The last of the Mughal aristocrats, although actually descended from earlier Afghan invaders, was the last Nawab of Bengal who was defeated at the Battle of Plassey in 1757 by Robert Clive of the East India Company. This victory rapidly established the Company, a commercial company of merchant adventurers, as the new rulers of Bengal.
This commercial administration was carried out by the East India Company’s own version of traditional Zaminders. Under the Mughal rulers, these were more like the feudal lords of Europe, tasked with military as well as fiscal responsibilities, the former by far the most important. After 1757, the priorities were reversed. The investors in the Company required a good return on their investment, and securing that return became the responsibility of the Zaminders. Unsurprisingly, the military responsibility of ensuring the security of the territory, was held in the hands of the army of the Company, with its British and Mercenary officers and specialists.
A number of the Mughal period Zaminders had thrown in their lot with the British at the time of Plassey, or had at least remained absent from the Nawab’s forces.. an impetuous young man, with a contested claim to the role of Nawab, he was not popular.

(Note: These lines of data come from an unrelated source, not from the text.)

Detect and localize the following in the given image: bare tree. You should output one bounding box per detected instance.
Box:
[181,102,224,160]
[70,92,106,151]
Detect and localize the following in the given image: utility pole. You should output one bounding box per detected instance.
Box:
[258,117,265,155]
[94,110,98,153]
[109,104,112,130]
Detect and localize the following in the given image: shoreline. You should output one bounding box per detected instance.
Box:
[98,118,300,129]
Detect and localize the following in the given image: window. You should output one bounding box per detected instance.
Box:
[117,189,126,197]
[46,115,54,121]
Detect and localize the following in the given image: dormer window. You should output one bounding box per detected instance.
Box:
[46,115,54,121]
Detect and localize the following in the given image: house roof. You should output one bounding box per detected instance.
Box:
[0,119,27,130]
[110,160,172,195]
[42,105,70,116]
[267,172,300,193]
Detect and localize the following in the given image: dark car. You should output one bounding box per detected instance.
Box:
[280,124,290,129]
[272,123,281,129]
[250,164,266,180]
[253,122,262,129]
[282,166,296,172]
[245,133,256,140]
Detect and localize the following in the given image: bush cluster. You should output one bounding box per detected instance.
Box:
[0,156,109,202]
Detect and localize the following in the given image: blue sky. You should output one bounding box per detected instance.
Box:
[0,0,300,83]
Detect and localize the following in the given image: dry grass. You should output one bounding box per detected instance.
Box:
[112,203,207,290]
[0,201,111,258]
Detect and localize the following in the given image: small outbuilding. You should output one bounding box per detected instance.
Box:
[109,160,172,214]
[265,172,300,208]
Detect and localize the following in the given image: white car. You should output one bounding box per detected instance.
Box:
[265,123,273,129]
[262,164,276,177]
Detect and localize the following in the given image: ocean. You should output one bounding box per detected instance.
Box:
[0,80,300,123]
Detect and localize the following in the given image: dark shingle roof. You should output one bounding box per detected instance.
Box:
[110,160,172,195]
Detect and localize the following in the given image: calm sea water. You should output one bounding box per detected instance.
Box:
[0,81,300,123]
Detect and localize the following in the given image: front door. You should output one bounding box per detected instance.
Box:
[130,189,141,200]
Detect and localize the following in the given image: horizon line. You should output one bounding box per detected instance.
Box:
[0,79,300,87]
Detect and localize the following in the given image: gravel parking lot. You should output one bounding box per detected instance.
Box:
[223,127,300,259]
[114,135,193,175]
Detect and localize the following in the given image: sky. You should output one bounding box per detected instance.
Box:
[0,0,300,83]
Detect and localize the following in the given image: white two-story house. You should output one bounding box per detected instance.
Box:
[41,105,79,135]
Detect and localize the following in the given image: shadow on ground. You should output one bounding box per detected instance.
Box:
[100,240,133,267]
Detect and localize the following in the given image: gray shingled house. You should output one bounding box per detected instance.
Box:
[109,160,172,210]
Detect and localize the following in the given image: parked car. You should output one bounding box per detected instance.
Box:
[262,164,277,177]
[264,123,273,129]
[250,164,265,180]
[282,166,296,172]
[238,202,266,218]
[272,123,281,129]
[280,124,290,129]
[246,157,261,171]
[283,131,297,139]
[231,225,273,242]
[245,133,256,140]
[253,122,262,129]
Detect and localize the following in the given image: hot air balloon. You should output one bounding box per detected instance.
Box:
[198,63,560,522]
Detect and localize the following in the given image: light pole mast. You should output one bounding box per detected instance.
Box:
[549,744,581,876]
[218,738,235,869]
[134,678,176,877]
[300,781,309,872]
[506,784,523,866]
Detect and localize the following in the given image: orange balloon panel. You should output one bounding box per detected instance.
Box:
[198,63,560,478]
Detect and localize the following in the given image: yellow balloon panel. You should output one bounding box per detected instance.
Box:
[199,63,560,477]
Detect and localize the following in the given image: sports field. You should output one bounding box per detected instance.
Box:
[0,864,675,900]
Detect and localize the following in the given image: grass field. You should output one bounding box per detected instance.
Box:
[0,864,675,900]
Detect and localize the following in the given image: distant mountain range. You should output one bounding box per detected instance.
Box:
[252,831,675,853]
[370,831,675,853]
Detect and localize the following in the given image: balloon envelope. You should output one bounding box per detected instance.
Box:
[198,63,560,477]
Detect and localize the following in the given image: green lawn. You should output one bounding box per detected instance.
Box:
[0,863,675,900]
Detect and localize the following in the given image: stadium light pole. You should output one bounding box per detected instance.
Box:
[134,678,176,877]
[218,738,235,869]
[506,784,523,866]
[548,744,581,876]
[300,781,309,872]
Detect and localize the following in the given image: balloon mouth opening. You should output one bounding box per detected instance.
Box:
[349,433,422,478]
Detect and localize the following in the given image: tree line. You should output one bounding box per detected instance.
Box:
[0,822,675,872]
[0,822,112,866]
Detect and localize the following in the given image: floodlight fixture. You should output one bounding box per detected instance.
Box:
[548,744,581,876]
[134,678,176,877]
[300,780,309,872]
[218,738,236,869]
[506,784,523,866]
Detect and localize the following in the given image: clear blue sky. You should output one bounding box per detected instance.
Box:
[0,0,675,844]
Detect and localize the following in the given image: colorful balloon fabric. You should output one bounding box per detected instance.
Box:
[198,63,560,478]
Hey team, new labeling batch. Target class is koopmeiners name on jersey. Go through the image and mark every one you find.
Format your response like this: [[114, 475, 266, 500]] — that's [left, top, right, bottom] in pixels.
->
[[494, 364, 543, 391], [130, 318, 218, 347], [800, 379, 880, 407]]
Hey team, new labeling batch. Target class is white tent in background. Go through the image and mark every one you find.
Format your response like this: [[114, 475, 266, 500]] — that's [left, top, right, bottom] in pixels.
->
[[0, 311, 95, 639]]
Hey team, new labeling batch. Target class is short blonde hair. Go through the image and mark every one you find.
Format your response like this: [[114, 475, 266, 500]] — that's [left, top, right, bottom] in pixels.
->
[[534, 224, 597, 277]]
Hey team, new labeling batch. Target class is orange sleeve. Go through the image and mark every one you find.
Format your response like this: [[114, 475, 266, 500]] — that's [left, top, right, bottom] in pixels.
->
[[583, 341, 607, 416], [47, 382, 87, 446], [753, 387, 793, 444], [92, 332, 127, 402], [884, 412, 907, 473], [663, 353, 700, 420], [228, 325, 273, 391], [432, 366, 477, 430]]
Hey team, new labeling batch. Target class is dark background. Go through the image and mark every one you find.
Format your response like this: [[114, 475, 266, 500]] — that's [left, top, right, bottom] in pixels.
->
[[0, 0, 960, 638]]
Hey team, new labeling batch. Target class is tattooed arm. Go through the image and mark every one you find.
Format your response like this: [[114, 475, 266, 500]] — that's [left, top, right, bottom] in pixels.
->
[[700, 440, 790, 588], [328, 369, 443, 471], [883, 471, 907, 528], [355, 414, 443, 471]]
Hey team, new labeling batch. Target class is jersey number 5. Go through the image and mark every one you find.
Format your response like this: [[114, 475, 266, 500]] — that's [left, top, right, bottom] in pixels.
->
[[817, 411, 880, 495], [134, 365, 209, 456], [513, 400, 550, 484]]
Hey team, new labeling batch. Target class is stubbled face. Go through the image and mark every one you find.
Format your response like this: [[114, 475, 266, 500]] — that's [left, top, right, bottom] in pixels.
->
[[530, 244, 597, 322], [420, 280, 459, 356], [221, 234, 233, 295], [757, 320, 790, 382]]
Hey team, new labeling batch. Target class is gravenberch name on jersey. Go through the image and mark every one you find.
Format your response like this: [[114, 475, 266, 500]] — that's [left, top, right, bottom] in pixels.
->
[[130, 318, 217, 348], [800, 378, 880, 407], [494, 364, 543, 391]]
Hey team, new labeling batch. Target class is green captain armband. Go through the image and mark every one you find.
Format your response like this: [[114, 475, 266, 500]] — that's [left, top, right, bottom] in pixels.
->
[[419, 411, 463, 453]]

However, whilst confirming those who remained, and explaining to them the new focus of their responsibilities, where territories were forfeit, the tax gathering rights were put up to auction. The result was a rise of anew ‘aristocracy’ who were usually business men, many of them Hindu traders.
The ancestors of the man that the British installed as Zaminder in Dhaka, the great grandfather of Sir Khwaja, Khwaja Alimullah, in 1843, was descended from Kashmiri traders in gold dust and skins. It is reasonable to suppose that he was the highest bidder when the tax gathering rights for Dhaka, at that time a small town, were auctioned.
Not unnaturally, the palace became a centre for the social and political life of Dhaka, hosting Governor Generals and Viceroys after the British Government took over the administration of British territories in India.
At Independence and partition, like other Muslim Zaminders, the Nawab’s found their position at first secured, then, when the new state of Pakistan enacted government possession of such properties, unsecured.
At the heart of Old City, the building is certainly one of the few Zaminderbaris in good repair in Bangladesh. It is, perhaps, just a pity they couldn’t have found a less lurid pink wash for the walls!
Within, is a museum of social life, although, like most museums in Bangladesh, poorly curetted, but probably worth a visit.